Bike Maintenance 101
Having a mechanical failure at a race that you’ve prepared for weeks or months in advance is a nightmare. Sometimes unavoidable disaster can strike but often mechanical problems with your bike are caused by general wear or lack of maintenance. Regular maintenance will minimize the need for last minute bike repairs and can save money in the long run.
While you get calls every 5000 miles for car maintenance, you need to be able to judge when you should take your bike to the shop. The conditions your bike is exposed to vary so much that there’s no way to standardize when to take it in. Mountain bikes require more maintenance than road bikes given the conditions they generally endure. However, the more you ride your bike, the more it needs attention.
When you consider the time you put into training, the amount of money spent on travelling to races, entry-fees and time off from work, the price of regular tune ups is small by comparison. Be sure to schedule an appointment for your tune-up well in advance of a race. If you’re planning to ship your bike, you’ll want to do it even earlier as it’s important to get in a ride or two after the tune up to ensure everything is working well and feels right. Making an appointment also minimizes how long you’ll be without your bike leading up to the event.
Some races offer neutral support. However, neutral support is not meant to be a major overhaul of your bike. If your chain is worn when you arrive you have neglected your bike for longer than you should have. Gear adjustments and brake adjustments required after packing your bike can be fixed at neutral support, but overhauling the bearings on your bottom bracket is not what you should be attempting the day before the race.
Here is a guide to what your local bike store is going to look at when they tune your bike:
- Chain wear
Signs that your chain needs to be replaced, are trouble shifting or skipping gears, slackness in the chain or just an excess of noise. The cheapest way to extend the life of your drivetrain is to regularly replace your chain.
- Cassette wear
When your cassette is worn certain gears will constantly skip. Generally, the cogs are worn the most in your favourite gear so when you are frustrated by noise and an excess of movement in your favourite gear, you might need a new cassette. Often if you wait too long to replace your chain you’ll have to replace both the cassette and the chain at the same time.
- Brake Pads
Visual inspection will let you know if your brake pads are worn out. Don’t wait too long to replace them as the metal that holds the pad in place will ruin your carbon wheels in an instant if it rubs on your wheel.

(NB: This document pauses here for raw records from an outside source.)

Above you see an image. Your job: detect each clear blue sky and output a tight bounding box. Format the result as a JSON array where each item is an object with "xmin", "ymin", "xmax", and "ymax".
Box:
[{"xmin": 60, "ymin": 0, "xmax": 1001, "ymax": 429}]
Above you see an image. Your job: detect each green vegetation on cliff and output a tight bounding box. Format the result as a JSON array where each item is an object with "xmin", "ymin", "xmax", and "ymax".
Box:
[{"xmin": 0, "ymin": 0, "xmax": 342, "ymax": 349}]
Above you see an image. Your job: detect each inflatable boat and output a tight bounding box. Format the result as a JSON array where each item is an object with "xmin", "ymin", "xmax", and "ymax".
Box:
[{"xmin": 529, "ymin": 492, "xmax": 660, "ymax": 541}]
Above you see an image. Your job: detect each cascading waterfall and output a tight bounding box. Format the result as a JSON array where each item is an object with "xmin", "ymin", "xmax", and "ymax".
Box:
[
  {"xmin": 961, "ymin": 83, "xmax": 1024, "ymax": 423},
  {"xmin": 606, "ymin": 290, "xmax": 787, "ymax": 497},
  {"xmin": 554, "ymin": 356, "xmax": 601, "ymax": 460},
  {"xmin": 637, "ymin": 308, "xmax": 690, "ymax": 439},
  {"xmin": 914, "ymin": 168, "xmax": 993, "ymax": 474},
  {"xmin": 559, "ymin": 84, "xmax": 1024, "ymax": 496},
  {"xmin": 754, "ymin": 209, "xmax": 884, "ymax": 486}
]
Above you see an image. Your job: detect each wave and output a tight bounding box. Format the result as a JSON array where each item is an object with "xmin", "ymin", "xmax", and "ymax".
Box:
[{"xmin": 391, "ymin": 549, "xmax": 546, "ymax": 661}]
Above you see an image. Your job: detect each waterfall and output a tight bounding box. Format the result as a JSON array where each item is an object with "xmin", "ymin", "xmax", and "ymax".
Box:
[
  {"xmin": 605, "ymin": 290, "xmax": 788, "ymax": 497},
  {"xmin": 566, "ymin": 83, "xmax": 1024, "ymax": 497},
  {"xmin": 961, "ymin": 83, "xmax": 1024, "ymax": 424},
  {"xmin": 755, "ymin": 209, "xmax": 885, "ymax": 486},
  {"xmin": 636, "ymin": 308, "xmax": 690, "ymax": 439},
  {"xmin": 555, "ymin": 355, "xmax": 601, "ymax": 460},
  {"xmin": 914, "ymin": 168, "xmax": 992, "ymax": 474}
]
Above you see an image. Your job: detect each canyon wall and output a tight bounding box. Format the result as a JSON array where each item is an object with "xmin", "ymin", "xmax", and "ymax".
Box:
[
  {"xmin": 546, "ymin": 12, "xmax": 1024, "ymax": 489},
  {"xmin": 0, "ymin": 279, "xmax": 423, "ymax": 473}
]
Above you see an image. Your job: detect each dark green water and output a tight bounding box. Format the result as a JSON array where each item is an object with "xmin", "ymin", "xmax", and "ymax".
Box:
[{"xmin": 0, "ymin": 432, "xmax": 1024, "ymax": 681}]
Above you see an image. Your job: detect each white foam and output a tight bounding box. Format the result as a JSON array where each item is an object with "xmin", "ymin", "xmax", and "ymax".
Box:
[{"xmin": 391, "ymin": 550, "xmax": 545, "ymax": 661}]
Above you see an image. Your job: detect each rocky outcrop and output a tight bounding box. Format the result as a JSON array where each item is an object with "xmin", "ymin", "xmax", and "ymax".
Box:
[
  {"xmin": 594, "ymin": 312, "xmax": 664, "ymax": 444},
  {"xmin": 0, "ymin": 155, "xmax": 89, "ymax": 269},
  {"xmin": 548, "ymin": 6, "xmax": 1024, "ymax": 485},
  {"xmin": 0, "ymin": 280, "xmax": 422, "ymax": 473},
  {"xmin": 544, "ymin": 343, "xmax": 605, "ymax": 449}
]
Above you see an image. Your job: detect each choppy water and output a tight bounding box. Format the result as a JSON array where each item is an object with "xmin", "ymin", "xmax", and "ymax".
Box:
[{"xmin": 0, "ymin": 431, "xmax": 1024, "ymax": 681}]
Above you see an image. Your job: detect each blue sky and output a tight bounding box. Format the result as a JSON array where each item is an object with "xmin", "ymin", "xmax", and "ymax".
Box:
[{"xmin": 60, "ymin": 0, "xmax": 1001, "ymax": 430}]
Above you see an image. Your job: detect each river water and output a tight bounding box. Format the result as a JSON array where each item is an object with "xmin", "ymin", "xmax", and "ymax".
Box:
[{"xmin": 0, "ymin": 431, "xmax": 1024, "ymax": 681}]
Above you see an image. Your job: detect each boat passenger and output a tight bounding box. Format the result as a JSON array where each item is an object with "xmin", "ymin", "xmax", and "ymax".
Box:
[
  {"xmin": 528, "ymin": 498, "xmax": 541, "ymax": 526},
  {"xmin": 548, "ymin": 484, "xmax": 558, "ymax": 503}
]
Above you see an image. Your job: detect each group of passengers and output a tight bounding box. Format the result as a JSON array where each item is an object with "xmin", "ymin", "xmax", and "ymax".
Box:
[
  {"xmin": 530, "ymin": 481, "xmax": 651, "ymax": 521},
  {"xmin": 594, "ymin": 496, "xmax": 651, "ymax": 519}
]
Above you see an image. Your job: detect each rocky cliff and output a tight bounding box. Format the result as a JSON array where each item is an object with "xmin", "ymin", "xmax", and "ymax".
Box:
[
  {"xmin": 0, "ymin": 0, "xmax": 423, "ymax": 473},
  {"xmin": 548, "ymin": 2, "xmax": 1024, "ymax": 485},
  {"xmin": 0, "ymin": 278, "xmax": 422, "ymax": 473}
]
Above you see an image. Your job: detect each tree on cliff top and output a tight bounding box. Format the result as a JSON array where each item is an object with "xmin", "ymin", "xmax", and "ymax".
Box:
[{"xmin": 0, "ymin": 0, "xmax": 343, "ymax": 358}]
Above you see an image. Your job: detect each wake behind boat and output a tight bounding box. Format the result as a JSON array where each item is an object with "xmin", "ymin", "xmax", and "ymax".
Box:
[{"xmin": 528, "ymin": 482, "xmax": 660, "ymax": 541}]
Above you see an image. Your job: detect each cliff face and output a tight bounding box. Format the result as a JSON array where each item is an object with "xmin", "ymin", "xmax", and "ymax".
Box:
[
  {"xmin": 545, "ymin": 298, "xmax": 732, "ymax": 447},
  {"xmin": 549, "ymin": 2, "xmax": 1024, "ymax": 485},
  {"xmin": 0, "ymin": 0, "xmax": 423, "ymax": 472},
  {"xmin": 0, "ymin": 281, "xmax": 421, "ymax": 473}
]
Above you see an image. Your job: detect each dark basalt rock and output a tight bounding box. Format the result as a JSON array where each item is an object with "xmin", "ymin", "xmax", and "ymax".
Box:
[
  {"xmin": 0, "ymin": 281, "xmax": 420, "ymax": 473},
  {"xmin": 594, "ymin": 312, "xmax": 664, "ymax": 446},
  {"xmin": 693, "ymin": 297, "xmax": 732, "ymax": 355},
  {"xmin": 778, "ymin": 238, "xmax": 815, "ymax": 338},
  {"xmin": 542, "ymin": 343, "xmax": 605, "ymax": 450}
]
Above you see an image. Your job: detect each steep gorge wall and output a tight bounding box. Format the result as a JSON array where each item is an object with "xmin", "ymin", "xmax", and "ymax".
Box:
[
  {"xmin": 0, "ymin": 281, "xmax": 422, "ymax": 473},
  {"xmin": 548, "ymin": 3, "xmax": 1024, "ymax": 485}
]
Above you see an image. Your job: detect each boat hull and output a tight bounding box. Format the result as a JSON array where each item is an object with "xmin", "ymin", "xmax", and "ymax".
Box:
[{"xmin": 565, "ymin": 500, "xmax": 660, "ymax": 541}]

Inspect your tires for embedded debris and cuts. Sometimes those things left in your tires can work their way through and cause a flat. Tires that have been ridden for far too long will develop a flat top. This is not a fast rolling tire and is inviting a puncture because the casing is thin and compromised.
- Condition of your cables and housing
Housing and cables should be visually inspected for kinks, cracks, cable fray, and corroding or fraying metal bits. When your housing isn’t lubed and replaced regularly your shifting will be slow and imprecise.
- Parts condition
Don’t keep riding when your parts are bent or broken. It will eventually cause another problem and lead to disaster. This applies in particular to mountain bikers with bent derailleurs or derailleur hangars which can break off catastrophically when shifted under load.
The best bet for your “A” race is fresh tires, a fresh chain and a recent tune up. Not to be overlooked is a good cleaning as a clean bike is always faster than a dirty one. Other than that, pedal hard and keep it rubber side down on race day.